How to perform filtering step for forward read only analysis?

Hi @colinbrislawn,

Thank you very much for taking the time to look into my query. I have gone through @jwdebelius Justine’s advice and wanted to confirm whether my understanding is correct.

From what I understand, @jwdebelius is suggesting that the alpha-rarefaction depth can be used as a guide for setting --p-min-frequency filtering criteria (i.e., retaining only samples with sequencing depth ≥ rarefaction depth). Is that interpretation correct?

I have attached the alpha-rarefaction plot for my dataset. Based on this curve, how much --p-min-frequency can be reasonable for filtering, or would you recommend a different threshold based on where the curves begin to plateau?

Also, I checked the DADA2 output (table.qzv) and found that:

  • There are no singleton ASVs in the dataset (min total frequency = 2).

  • Each ASV is present in at least 1 sample.

Given this, it seems that feature filtering based on min freq may not be necessary, particularly since I am already removing mitochondrial, chloroplast, and eukaryotic reads.
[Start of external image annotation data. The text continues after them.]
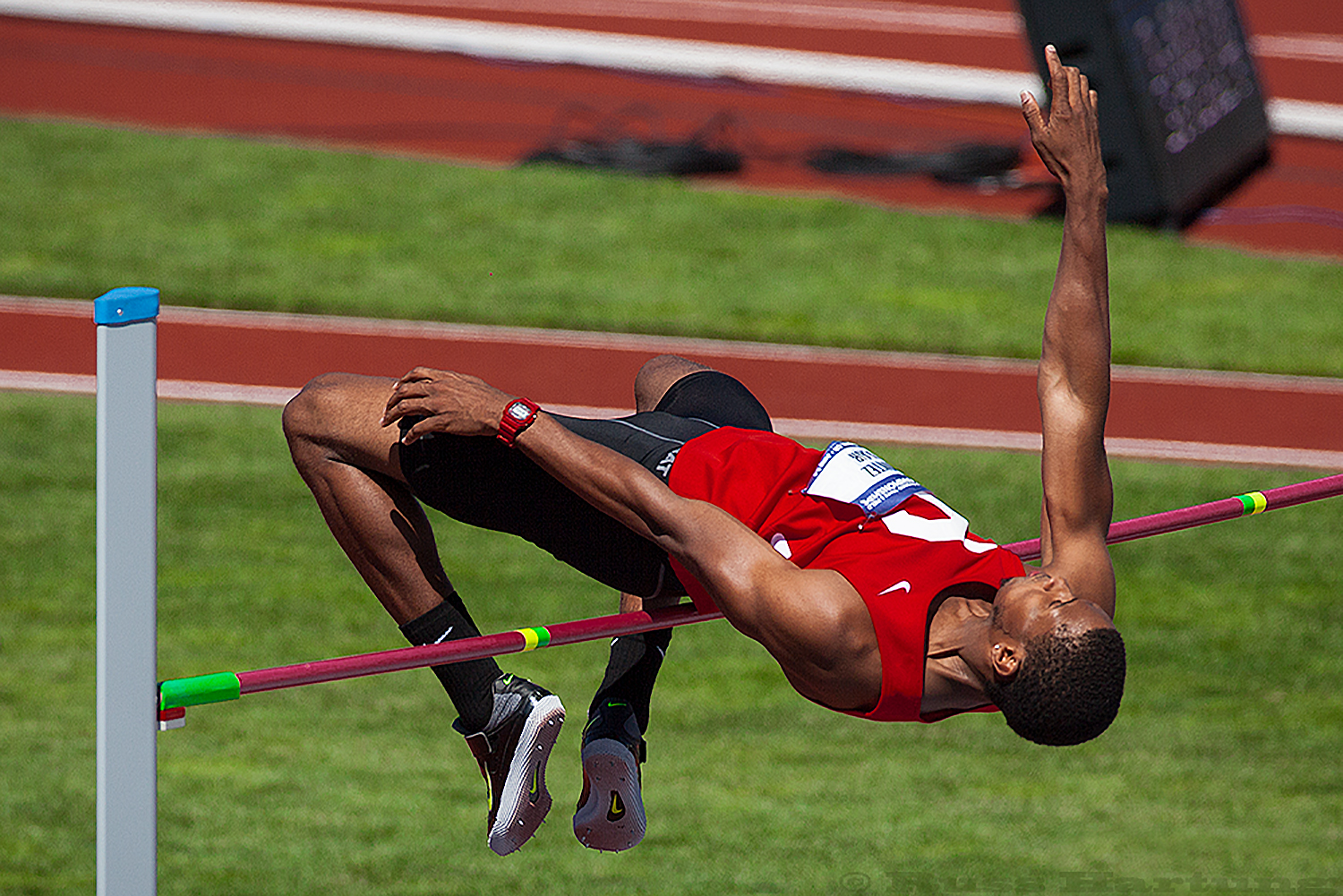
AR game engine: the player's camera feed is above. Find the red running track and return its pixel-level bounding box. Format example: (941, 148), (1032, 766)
(10, 298), (1343, 470)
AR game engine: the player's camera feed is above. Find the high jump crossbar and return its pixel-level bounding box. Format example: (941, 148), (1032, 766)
(158, 462), (1343, 730)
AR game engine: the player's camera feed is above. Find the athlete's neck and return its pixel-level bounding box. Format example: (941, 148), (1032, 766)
(919, 596), (993, 714)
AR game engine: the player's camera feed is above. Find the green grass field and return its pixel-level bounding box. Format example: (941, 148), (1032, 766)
(0, 123), (1343, 896)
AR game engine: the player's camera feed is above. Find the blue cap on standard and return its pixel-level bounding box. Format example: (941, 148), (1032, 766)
(93, 286), (158, 325)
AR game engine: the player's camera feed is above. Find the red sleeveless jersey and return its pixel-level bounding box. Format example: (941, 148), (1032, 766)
(669, 427), (1025, 721)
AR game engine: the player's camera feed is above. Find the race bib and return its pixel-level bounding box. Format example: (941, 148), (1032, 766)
(802, 442), (924, 516)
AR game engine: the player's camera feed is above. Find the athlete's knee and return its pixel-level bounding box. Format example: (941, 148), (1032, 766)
(281, 373), (375, 448)
(634, 354), (712, 411)
(281, 373), (340, 445)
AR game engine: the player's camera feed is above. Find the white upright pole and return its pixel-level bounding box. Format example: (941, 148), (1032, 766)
(94, 286), (158, 896)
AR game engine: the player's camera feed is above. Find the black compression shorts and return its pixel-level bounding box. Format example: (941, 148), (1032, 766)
(400, 371), (773, 598)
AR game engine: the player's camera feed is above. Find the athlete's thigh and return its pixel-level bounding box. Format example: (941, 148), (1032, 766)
(402, 422), (666, 596)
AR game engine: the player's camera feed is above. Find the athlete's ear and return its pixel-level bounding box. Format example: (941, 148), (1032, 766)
(988, 636), (1022, 681)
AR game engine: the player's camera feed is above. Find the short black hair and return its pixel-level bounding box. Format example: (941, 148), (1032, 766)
(985, 628), (1127, 747)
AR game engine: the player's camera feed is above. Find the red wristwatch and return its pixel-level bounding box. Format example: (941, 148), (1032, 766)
(499, 397), (542, 448)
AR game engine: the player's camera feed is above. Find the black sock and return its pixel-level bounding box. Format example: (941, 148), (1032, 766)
(588, 628), (672, 732)
(402, 591), (501, 730)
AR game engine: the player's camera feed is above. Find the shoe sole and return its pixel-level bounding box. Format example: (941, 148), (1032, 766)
(489, 695), (564, 856)
(574, 738), (647, 853)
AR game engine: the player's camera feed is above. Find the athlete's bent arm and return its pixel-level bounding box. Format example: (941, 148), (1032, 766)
(383, 368), (881, 709)
(1022, 47), (1115, 615)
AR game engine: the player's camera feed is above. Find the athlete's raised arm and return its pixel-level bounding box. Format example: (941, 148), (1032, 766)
(1022, 47), (1115, 615)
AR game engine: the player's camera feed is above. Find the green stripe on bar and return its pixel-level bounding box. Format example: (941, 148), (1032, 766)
(158, 671), (242, 709)
(518, 626), (551, 652)
(1236, 491), (1268, 516)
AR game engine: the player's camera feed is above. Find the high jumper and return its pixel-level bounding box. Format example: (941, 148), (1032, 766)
(285, 47), (1125, 854)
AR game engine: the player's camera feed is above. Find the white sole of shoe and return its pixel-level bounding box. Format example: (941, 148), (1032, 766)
(574, 738), (647, 853)
(489, 695), (564, 856)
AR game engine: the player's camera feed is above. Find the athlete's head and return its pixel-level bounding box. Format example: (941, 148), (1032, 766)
(985, 572), (1125, 747)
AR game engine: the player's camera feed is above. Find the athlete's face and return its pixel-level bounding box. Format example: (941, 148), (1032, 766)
(993, 569), (1115, 642)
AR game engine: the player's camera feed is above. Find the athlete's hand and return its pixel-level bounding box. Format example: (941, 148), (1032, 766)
(381, 367), (512, 445)
(1021, 46), (1106, 192)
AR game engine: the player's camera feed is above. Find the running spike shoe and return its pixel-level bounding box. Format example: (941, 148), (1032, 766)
(453, 674), (564, 856)
(574, 703), (647, 851)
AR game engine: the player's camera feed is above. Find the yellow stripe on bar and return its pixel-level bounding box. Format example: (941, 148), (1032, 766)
(1236, 491), (1268, 516)
(518, 626), (551, 653)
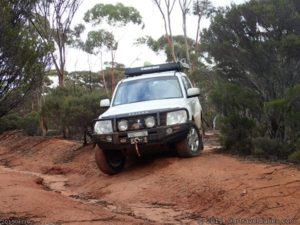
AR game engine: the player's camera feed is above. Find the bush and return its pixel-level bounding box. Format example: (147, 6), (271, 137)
(288, 150), (300, 163)
(42, 88), (104, 137)
(0, 112), (39, 136)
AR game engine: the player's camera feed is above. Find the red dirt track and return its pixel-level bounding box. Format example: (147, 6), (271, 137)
(0, 132), (300, 225)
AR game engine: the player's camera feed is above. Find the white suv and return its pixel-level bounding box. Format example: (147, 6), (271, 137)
(93, 63), (203, 174)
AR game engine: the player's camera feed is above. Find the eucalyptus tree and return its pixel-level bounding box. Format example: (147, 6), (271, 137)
(30, 0), (82, 86)
(84, 3), (144, 90)
(0, 0), (51, 117)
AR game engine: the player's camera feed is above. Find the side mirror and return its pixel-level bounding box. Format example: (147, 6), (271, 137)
(100, 98), (110, 108)
(187, 88), (200, 98)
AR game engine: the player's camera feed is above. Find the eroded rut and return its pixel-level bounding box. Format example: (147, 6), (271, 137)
(0, 133), (300, 225)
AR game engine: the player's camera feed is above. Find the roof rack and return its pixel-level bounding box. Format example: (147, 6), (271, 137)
(125, 62), (190, 77)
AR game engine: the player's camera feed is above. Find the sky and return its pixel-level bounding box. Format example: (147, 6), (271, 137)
(66, 0), (245, 72)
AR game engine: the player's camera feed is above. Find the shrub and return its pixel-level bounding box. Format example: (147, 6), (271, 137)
(288, 150), (300, 163)
(42, 88), (104, 137)
(0, 112), (39, 136)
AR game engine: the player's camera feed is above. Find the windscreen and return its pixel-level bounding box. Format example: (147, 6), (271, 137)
(113, 76), (182, 106)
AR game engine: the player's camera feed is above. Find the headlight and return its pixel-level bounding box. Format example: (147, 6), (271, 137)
(118, 120), (128, 131)
(145, 116), (155, 128)
(94, 120), (113, 134)
(167, 110), (187, 125)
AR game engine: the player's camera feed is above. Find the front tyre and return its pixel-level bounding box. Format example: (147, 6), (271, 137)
(176, 124), (203, 157)
(95, 145), (126, 175)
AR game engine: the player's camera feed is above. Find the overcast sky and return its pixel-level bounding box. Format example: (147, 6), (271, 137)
(66, 0), (245, 72)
However, I was considering applying a prevalence-based filter (e.g., --p-min-samples 2) to retain only those features observed in at least 2 samples. But here, my concern is that this may remove rare taxa that could be biologically meaningful, especially given my samples are heterogeneous (case-control).

I would appreciate your guidance on whether prevalence filtering is advisable in this context or whether skipping this freq/sample based filtering all together is fine?

Thank you again for your time and guidance.